Finalement, ça dérange
les gens, parce que c’est une forme d’unité et de résilience ; on unit
plusieurs cultures, selon les différents métissages, les différentes couleurs,
les différents héritages, en une seule personne, la plupart des gens ne sont
pas à l’aise avec ça.
Moi, que j’aille bien
ou pas, que j’aie de l’argent ou que je n’en aie pas, vous n’allez pas le
voir ; c’est peut-être comme cela que j’ai été élevée où on est toujours
très fiers, avec beaucoup de dignité. Mais, comme tu le dis, les gens qui me
voient me perçoivent juste grande, avec une forme très distinguée. Du coup,
quand on me voit, on se dit : « Hum, celle-là, elle n’a besoin de
rien, donc elle n’a pas besoin de venir faire partie de ce projet … », « Celle-là,
elle en a tellement qu’elle ne va même pas nous regarder ... ». Et, il y a
des jeunes artistes qui, parfois, me disent : « Je n’ai pas osé venir
vous dire « bonjour » ou vous proposer quelque chose … ».
Moi, je dois respect à
toute personne qui me respecte. En
dehors de ça, il n’y a pas de grand, il n’y a pas de petit, on est tous faits
pour apprendre ; les aînés m’aident à quelque chose, je suis aînée de
certains, je suis là, je discute avec tout le monde, je ne fais pas de
snobisme, du tout ! On préfère me mettre cette étiquette, avant d’apprendre
à me connaître. On ne me donne aucun bénéfice du doute, puisque les gens estiment
que je suis trop belle pour être intelligente et talentueuse. C’est quand ils
se mettent à parler avec moi qu’ils se disent : « Ah, elle est belle,
mais elle a quand même aussi un cerveau … », parce qu’on aime dire que les
femmes qui sont belles n’ont pas de cerveau … Ils disent : « Ah non,
elle a aussi un cerveau, elle sait réfléchir, elle sait analyser et, elle est
aussi généreuse, elle est aussi très gentille et, à l’écoute, quand elle peut
rendre service, elle le fait ». Pour les gens, ça fait trop … Donc, je
suis trop …, pas assez … Enfin, voilà …
Pour
résoudre ce problème, vous ne vous enflammez pas, vous ne vous aigrissez pas,
vous mettez plutôt un système pour vous positionner, en créant des projets.

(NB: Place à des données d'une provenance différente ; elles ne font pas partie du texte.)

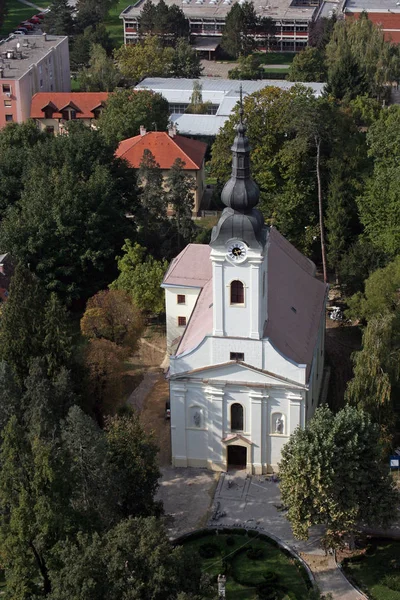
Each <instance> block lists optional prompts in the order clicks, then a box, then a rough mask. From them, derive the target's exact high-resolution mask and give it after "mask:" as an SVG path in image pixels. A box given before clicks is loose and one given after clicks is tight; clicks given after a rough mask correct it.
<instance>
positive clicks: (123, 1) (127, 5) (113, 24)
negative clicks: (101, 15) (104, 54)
mask: <svg viewBox="0 0 400 600" xmlns="http://www.w3.org/2000/svg"><path fill="white" fill-rule="evenodd" d="M127 6H129V2H127V0H119V2H118V4H116V5H115V6H113V8H111V10H110V12H109V14H108V17H107V19H106V20H105V21H104V25H105V26H106V28H107V31H108V33H109V34H110V37H111V39H112V41H113V42H114V44H115V47H116V48H119V47H120V46H122V44H123V43H124V28H123V22H122V19H120V18H119V15H120V14H121V13H122V11H123V10H124V9H125V8H126V7H127Z"/></svg>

D’où vous vient cette faculté de dépassement ?
Je vais t’expliquer
cela le plus simplement possible. J’ai toujours eu la faculté de m’accrocher au
positif et non au négatif. Tout au long de ma vie, bien évidemment, depuis ma
plus tendre enfance, j’ai rencontré des personnes généreuses, attentionnées et
bienveillantes qui ont laissé leur empreinte, une empreinte si forte que mon
expérience avec les autres malveillants, méchants, assassins, dans leur
comportement, ne m’a jamais inspirée. Ma spiritualité, ma foi me permettent de
savoir que la vie met les pendules à l’heure, d’elle-même ; je n’ai donc
pas à me soucier de me venger. Du coup, je n’ai pas besoin d’être aigrie.
J’aime la lumière, je baigne dans la lumière, mes œuvres sont empreintes de
lumière, je suis une lumière, je cultive la lumière, même si ce n’est pas facile
tous les jours. De cultiver la lumière, d’être positive, d’évoluer dans la
bienveillance, permet de construire dans l’espoir et de transmettre l’espoir.
Pouvez-vous
parler un peu de votre vie de famille ? Etes-vous mariée ? Avez-vous
des enfants ?
Je suis divorcée avec
un fils qui aura bientôt 19 ans et que j’ai élevé seule, en grande partie.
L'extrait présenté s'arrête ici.